Лето подходило к концу и скоро Колька с Мишкой должны переехать в Питер чтобы быть готовым к 1 сентябрю. Мы продолжали ютиться в старом отцовском доме в Мартышкино, но каждый день шли смотреть как строится наша новая дача.

Во дворе стройки рабочие соорудили навес со столом и скамейкой для обеденного перерыва, где я частенько любил отдыхать, но по мере приближения осени я перебрался в отцовский дом.

Но в один из дней произошло настоящее чудо.

В комнату зашли Колька с Мишкой, а с ними очаровательная девушка-подросток, явно нездешняя.

– Кто это ребята?

– Дед! Это Бригита. Красивая правда?

– Она просто чудо! Откуда она?

– Из самой Германии! Бригита – вот это и есть тот солдат который не убил твоего деда, в далёком 41 году и в результате чего родилась такая красавица как ты! Знакомься, это и есть мой дед Владимир.
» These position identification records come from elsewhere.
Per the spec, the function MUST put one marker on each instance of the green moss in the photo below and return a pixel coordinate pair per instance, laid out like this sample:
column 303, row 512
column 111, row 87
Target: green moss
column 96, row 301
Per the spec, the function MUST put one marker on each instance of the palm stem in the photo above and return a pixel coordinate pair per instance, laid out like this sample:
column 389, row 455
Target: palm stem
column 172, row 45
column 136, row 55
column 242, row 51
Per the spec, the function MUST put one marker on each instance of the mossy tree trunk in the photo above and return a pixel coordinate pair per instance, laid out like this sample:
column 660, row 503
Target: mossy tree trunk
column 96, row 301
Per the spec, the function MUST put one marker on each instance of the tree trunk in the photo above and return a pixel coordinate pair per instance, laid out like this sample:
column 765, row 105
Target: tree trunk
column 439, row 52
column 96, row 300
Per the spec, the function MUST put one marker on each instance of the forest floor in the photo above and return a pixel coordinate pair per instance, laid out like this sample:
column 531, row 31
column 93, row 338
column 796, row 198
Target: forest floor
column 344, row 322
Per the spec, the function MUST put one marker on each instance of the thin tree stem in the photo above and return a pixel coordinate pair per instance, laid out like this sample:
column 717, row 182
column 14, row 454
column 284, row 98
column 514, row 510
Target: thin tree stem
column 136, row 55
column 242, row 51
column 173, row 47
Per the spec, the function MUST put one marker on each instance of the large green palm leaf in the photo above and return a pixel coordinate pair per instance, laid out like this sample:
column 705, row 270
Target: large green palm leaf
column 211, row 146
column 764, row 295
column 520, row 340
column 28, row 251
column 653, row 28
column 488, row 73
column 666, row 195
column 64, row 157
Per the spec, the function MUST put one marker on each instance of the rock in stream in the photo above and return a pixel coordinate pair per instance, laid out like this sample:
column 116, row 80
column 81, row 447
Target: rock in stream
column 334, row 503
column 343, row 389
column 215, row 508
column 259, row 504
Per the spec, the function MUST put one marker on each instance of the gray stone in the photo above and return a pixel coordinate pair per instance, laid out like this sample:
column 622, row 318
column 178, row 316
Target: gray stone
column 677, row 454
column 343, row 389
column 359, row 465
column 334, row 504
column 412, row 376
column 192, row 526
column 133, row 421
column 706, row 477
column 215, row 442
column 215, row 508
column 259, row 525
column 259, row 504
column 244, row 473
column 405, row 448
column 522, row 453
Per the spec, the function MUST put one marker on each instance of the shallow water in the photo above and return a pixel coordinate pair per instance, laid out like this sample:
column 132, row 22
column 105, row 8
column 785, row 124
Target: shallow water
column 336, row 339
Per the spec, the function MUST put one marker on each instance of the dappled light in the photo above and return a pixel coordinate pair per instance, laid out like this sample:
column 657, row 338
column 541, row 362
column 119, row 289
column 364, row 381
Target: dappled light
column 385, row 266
Я стоял словно онемевший. В голове крутился только один вопрос, который я боялся задать. Но оказывается в этом не было никакой необходимости. Ребята ввели в комнату статного старика с огромными красными ручищами.
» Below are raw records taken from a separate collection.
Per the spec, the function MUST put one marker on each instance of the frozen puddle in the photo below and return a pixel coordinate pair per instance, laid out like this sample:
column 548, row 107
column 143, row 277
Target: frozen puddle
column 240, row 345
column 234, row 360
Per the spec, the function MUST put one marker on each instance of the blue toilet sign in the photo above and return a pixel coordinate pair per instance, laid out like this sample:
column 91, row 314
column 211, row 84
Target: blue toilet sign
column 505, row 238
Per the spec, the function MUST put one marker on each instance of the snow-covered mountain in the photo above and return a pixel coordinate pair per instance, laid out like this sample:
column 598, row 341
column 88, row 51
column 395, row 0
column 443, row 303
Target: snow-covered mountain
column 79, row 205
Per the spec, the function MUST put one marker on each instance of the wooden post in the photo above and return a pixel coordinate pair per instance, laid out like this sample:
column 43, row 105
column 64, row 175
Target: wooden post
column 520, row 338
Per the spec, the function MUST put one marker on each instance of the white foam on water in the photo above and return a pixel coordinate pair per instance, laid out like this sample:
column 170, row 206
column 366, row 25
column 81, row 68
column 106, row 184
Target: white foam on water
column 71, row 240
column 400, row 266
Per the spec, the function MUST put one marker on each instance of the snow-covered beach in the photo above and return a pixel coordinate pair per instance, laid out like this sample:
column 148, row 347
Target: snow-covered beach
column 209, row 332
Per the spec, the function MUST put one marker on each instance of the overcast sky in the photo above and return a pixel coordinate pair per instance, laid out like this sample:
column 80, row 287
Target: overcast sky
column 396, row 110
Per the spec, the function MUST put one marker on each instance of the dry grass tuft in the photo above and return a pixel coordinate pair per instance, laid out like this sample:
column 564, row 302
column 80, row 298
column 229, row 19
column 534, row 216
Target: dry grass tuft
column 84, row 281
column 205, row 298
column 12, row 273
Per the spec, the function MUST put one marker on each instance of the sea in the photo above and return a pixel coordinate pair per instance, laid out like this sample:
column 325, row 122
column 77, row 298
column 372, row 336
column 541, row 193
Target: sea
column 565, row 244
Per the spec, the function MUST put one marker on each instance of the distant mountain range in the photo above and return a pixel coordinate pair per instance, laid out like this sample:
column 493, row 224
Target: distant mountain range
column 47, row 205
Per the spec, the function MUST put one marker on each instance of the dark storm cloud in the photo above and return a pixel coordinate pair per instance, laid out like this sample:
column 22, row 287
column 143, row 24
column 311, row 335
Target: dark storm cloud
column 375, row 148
Это был танкист Вальтер Шмидт. Он конечно сильно постарел, ведь прошло так много времени, но главным его отличием был завязанный чёрной лентой левый глаз.

– Глаза я лишился сразу после нашей встречи. Осколок от снаряда настолько повредил левый глаз, что пришлось его удалять. Слава Богу, что отделался только этим и избежал повреждения мозга. С тех пор война для меня была окончена и я благополучно вернулся домой. В итоге, Вольдемар, я не убил ни одного твоего товарища и не причинил никакого вреда населению твоей страны и сейчас с чистой совестью приехал в Россию, которую мы тогда хотели завоевать. Ну а ты как служил, как воевал, рассказывай?

– Я был тяжело ранен, долго лечился в госпитале, ну а потом был зачислен в контрразведку и ловил шпионов.

Если честно, то я утаил от Вальтера, что до госпиталя, во время очередной вылазки на разведку мне пришлось забросить гранату в открытую дверь немецкого блиндажа и наверняка, все кто там находились погибли.

– Стало быть ты сейчас агент КГБ?

В глазах немца был неподдельный страх.

– Успокойся. Вместо КГБ сейчас ФСБ, организация намного демократичней и не такая политизированная. Да к тому же я давно на заслуженном отдыхе.

Весь день мы гуляли вокруг котлована куда завяз в далёком 41 ом танк Вальтера и до мельчайших подробностей вспоминали этот знаковый день.

Был уже поздний вечер. Мы сидели вокруг деревенского самовара и каждый с восторгом рассказывал о своём. Вскоре молодёжь пересела на диван и включила телевизор, оставив нас с Вальтером в сторонке.

– Ну что Вольдемар. На твоего чудесного внука я уже насмотрелся. А где твой сын?

– О, мой сын известная личность.

– Дед смотри – по телику отца показывают.

Мы с Вальтером дружно обернулись к экрану.

Из Георгиевского зала Кремля стройной спортивной походкой выходил тот, которого я видел всю жизнь во сне. Это был мой сын Володя, которого спасённая мною Глафира родила после войны.

Это и было нашим с Глафирой главным предназначением жизни – выжить в эту страшную войну, избежать голодной смерти и родить Президента!

Голова моя закружилась от радости и гордости.

– Вальтер, это и есть мой сын! В далёком 41 году мы, не поддавшись смертоносной логике войны, не убили друг друга, и жизнь отблагодарила нас за это.

– Теперь ты понял Вольдемар в чём было наше предназначение, о котором я тебе тогда говорил, – ответил Вальтер.

Мы оба встали со стульев и сделали то о чём мечтали долгие годы – заключили друг друга в тесные объятия.